2. Necrose tubular aguda A função tubular renal normal é: reabsorção de água e sódio, baixo teor de sódio na urina e concentração de urina, reabsorção da lisozima na urina, lisozima urinária normal nos túbulos proximais quase todos Reabsorvida, de modo que o teste de lisozima na urina é negativo, necrose tubular aguda, gravidade específica da urina é baixa, fixa em 1.010 ~ 1.015, alta concentração de sódio, geralmente 40 ~ 60mmol / L, teste positivo da lisozima urinária, exame de rotina da urina Proteína óbvia e elenco, etc., síndrome hepatorrenal, oligúria com uma alta proporção de urina e baixo sódio na urina, o que ajuda na identificação dos dois.
3. doença hepática com nefrite crônica nefrite crônica tem edema, pressão alta e outros antecedentes médicos, longo curso de azotemia, proteína rotineira de urina, mamona e glóbulos vermelhos, alta gravidade específica e fixo, sódio urinário aumentou significativamente, essas características e fígado e rim Existem diferenças significativas na síndrome.
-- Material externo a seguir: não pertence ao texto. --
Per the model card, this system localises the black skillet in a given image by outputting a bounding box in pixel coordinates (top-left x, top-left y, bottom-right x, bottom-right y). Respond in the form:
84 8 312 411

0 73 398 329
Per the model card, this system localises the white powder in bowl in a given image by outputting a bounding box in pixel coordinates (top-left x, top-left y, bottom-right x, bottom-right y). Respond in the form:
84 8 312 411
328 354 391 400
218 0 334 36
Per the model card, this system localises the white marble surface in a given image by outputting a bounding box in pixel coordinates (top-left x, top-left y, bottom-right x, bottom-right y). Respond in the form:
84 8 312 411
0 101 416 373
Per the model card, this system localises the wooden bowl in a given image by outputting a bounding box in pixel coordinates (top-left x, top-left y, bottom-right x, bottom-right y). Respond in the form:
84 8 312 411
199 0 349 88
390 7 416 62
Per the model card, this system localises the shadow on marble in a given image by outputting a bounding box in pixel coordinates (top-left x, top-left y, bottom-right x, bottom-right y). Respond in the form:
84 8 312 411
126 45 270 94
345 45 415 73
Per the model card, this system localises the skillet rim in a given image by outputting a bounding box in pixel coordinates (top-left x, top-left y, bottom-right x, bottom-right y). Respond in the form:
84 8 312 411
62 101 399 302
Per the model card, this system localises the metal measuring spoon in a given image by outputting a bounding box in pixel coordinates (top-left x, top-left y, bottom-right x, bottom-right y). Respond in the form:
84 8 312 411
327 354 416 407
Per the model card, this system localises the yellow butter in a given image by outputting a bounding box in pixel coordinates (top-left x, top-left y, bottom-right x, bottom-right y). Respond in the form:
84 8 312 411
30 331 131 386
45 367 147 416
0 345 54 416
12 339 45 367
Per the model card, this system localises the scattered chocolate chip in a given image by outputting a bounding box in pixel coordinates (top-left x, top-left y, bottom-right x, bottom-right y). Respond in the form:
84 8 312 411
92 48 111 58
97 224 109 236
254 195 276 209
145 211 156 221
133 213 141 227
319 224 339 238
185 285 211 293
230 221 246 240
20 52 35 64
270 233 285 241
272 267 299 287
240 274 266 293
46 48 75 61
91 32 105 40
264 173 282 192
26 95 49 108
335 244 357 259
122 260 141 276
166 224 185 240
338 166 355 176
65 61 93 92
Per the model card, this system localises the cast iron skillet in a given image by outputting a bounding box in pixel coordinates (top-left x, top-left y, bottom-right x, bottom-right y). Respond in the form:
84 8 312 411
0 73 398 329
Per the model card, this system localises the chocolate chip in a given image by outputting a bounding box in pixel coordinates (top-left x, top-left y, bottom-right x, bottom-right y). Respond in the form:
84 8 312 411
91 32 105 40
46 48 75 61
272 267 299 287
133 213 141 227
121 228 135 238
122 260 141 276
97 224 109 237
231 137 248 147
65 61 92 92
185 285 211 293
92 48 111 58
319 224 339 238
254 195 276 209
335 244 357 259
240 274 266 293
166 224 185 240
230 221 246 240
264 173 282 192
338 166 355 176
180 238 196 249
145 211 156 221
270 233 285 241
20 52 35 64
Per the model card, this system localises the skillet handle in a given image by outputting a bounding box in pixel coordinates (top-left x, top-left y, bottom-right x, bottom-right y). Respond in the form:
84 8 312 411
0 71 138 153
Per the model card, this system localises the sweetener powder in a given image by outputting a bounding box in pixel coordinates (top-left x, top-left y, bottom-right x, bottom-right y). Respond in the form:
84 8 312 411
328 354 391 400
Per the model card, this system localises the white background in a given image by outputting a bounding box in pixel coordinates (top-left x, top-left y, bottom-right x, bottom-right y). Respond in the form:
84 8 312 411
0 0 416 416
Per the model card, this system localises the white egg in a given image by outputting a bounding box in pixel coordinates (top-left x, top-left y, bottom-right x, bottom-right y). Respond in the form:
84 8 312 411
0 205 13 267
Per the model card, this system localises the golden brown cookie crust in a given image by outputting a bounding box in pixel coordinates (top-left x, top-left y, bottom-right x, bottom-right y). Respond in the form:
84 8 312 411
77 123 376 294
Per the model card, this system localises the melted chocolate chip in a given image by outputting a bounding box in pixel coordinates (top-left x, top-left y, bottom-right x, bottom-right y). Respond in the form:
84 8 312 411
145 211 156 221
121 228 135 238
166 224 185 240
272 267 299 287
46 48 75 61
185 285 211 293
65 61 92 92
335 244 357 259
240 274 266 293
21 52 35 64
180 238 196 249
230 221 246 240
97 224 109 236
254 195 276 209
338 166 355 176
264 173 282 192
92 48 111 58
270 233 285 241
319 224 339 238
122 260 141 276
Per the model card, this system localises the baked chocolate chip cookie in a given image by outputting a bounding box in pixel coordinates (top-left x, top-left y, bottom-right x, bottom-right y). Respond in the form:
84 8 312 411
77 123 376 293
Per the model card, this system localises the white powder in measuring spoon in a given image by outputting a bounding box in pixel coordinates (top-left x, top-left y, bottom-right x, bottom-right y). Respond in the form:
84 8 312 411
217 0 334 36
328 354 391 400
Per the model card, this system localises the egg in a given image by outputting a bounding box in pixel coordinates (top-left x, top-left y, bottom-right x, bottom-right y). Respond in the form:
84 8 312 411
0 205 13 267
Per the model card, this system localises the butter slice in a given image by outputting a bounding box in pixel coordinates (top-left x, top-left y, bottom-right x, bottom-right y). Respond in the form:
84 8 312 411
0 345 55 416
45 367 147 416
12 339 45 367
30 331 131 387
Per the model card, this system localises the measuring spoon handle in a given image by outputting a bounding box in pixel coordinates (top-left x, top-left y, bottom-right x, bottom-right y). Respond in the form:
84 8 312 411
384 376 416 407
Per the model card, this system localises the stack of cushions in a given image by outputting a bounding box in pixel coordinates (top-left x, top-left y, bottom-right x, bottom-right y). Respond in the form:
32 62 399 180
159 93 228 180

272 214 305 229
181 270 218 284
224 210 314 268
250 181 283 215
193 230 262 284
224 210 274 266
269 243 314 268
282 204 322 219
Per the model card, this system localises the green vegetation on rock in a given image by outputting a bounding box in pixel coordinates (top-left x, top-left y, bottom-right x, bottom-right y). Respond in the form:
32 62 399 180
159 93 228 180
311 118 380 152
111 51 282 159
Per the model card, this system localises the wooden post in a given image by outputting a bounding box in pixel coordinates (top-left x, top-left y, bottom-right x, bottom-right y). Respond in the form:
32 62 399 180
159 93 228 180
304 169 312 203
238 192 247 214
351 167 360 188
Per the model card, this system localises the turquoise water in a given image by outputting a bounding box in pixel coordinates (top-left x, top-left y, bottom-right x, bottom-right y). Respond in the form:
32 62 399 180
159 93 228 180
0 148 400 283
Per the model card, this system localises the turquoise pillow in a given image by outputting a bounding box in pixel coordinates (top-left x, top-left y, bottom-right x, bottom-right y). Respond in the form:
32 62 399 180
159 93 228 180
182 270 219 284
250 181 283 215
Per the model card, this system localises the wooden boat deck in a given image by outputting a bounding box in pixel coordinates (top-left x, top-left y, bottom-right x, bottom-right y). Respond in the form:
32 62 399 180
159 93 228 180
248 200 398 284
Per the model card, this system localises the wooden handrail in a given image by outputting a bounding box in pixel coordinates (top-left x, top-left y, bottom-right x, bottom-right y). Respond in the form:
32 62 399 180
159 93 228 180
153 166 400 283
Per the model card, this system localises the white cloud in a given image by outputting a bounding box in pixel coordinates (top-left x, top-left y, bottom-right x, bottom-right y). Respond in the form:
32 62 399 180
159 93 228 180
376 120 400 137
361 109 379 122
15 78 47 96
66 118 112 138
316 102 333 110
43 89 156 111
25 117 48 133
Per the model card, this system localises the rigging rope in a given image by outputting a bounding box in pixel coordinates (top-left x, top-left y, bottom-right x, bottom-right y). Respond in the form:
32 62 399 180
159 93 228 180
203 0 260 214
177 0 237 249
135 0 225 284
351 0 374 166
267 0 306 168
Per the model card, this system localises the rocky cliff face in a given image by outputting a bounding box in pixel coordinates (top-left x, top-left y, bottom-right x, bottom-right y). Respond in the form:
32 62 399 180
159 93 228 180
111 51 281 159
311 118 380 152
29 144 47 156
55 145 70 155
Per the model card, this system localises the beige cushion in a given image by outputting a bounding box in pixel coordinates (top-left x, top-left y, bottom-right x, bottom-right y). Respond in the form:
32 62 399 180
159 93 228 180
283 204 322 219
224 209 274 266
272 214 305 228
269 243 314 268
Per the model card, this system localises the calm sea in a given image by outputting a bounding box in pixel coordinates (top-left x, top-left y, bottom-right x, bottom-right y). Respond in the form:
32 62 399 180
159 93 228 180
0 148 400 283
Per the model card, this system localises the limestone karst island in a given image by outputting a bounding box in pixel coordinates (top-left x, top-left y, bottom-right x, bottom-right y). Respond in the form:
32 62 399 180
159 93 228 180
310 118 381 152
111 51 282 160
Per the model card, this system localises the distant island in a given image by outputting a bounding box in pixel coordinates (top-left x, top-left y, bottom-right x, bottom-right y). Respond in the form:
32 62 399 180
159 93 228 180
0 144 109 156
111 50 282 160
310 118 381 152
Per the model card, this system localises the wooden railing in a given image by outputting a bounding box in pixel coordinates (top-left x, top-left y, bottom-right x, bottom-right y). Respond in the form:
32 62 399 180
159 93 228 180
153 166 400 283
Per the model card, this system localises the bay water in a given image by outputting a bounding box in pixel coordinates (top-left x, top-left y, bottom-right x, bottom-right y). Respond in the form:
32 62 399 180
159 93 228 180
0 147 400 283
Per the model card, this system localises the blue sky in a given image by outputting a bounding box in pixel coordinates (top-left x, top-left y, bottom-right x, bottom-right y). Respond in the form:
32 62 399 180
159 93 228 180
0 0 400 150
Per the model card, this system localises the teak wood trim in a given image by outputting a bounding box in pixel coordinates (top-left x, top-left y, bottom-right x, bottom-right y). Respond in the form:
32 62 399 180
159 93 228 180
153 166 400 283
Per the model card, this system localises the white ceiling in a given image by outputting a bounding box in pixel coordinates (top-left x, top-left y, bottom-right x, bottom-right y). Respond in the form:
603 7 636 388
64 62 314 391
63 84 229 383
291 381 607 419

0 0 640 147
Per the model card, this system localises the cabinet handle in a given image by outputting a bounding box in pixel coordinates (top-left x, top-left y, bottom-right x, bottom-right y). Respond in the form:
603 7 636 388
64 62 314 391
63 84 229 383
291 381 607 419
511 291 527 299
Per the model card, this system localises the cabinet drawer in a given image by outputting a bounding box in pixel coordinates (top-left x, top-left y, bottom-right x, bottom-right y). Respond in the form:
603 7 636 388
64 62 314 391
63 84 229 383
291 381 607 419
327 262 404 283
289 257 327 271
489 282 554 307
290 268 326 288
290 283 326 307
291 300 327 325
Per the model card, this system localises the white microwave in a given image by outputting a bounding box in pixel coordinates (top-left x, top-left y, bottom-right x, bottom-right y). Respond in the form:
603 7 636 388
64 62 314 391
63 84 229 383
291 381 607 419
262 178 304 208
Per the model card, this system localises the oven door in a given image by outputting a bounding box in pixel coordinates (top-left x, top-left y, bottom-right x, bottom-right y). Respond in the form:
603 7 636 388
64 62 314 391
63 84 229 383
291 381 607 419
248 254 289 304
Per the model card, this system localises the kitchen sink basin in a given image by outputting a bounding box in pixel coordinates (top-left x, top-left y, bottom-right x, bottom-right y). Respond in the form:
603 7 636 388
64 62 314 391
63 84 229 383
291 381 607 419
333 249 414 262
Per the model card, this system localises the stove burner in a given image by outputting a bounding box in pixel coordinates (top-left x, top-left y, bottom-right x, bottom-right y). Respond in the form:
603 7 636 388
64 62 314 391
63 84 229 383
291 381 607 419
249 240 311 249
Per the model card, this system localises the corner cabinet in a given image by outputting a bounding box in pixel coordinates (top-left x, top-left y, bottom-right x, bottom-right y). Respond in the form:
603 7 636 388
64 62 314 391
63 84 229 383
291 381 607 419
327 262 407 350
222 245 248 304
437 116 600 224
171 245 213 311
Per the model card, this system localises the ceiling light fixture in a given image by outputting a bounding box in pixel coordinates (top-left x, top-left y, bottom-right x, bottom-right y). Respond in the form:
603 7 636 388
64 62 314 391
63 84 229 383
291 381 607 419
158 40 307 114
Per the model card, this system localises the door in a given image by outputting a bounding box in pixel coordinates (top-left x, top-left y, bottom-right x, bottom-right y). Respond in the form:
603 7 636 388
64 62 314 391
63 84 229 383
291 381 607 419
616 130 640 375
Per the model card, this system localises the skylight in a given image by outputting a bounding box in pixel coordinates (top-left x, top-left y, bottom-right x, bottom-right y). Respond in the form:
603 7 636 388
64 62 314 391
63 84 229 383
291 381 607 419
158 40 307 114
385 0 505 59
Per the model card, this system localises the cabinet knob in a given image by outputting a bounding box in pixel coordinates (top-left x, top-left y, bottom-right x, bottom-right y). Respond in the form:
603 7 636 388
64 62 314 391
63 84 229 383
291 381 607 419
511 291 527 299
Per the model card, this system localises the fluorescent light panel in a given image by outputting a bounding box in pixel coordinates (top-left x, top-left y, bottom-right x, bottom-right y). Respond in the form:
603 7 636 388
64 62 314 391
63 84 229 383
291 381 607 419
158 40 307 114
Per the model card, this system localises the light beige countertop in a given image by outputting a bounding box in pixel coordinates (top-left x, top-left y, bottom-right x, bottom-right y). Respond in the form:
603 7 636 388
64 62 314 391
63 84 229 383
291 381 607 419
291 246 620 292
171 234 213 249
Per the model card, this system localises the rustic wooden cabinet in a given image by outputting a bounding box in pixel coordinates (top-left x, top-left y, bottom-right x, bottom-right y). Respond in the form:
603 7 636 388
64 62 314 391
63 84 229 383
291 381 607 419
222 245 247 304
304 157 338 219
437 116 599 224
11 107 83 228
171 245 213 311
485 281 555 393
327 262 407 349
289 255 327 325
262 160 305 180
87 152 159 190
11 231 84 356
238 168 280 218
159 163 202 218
4. Doenças hepáticas e renais ao mesmo tempo Algumas doenças podem causar danos a ambos os órgãos do fígado e rim. Alguns estudiosos chamam de síndrome pseudo-hepático-renal, que é diferente da síndrome do fígado e rim verdadeira.
(1) doenças sistêmicas:
1 doença do tecido conjuntivo: lúpus eritematoso sistêmico, arterite nodular.
2 doenças metabólicas: amiloidose.
3 doenças infecciosas: hepatite viral aguda ou crônica, sepse sépsis, leptospirose, febre amarela.
4 outros: choque, toxemia gravidez, icterícia obstrutiva, sarcoidose.
(2) Hepatite tóxica causada por envenenamento, como tetracloreto de carbono, clorpirifos, metoxiflurano, tetraciclina, estreptomicina, sulfonamidas, sulfato de cobre, cromo, etc.
(3) doenças hereditárias, como doença policística, fibrose hepática congênita, doença falciforme.
(4) tumor metastico do fado, tumores renais e adrenais.
Estas doenças têm suas próprias características, desde que uma pequena análise na clínica, não é difícil distinguir da síndrome do fígado e rim.
O material deste site destina-se a ser de uso geral de informação e não se destina a constituir aconselhamento médico, diagnóstico provável ou tratamentos recomendados.